Summer job postings are stabilizing after a three-year decline, according to a new report from Indeed Hiring Lab, but young Canadians are once again entering another soft labor market. The report indicates that while employers' hiring appetites have not rebounded this summer, they have not deteriorated either.
Current Trends in Summer Job Postings
National summer job postings were up four percent in early May compared to a year ago, according to data from Indeed. The report tracked Canadian postings on Indeed.com that included the term 'summer' (or 'ete') in the job title. It noted that the annual hiring cycle usually ramps up in January and cools off mid-May.
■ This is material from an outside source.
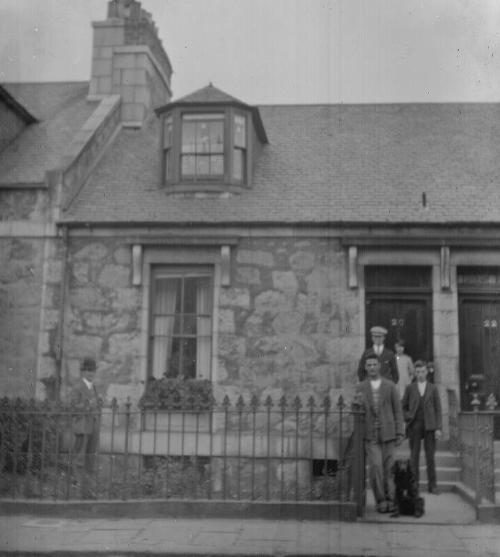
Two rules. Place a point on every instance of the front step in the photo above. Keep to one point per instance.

Despite this slight increase, summer job postings are still down 37 percent from their 2022 peak, with three consecutive years of declines between 2023 and 2025.
Most Common Summer Job Categories
Indeed Hiring Lab found that summer camp jobs were the most common category, making up 13 percent of summer job postings as of early May, down from 15 percent from the same time last year. There was also higher seasonal demand for a range of jobs, including painters, warehouse workers, administrative assistants, and youth and community care workers.
Broader Labor Market Impact
One factor that influences the summer job market is the strength of the broader labor market and who is available to work, said Brendon Bernard, senior economist at Indeed Hiring Lab. Bernard explained that workers in a strong economy tend to change jobs more often and move up the career ladder into higher paying positions. However, in a weaker market, they stay in their current roles or take on lower-level jobs when opportunities are scarce.
If workers are not moving on, employers do not need to backfill those roles, and new entrants to the labor market need to find something else to do, Bernard said. And if the job market is weak, there might not be that many options.
Economic Context
Bernard noted that summer job postings evolve in line with broader economic trends. We have been in a time of subdued economic growth, so employers are not clamoring for workers, he said. The unemployment rate is in the range of seven percent, which is not too high, but it is definitely up substantially from where it was during the really hot post-pandemic labor market.
Youth Employment Challenges
Canada's youth job market has been in distress since 2023, the report said, particularly among teens ages 15 to 19. While youth employment usually jumps when the school year ends, that trend has recently been more muted. During years with stronger labor markets, such as 2018, 2019, and 2022, Bernard's analysis found that youth employment rates rose by an average of 11 percentage points on a non-seasonally adjusted basis between March and the peak in July. Since 2023, the jumps have been in the range of 9.1 to 9.4 percentage points, on average, a net 16 percent drop in the rate of youth entering summer employment, the report said.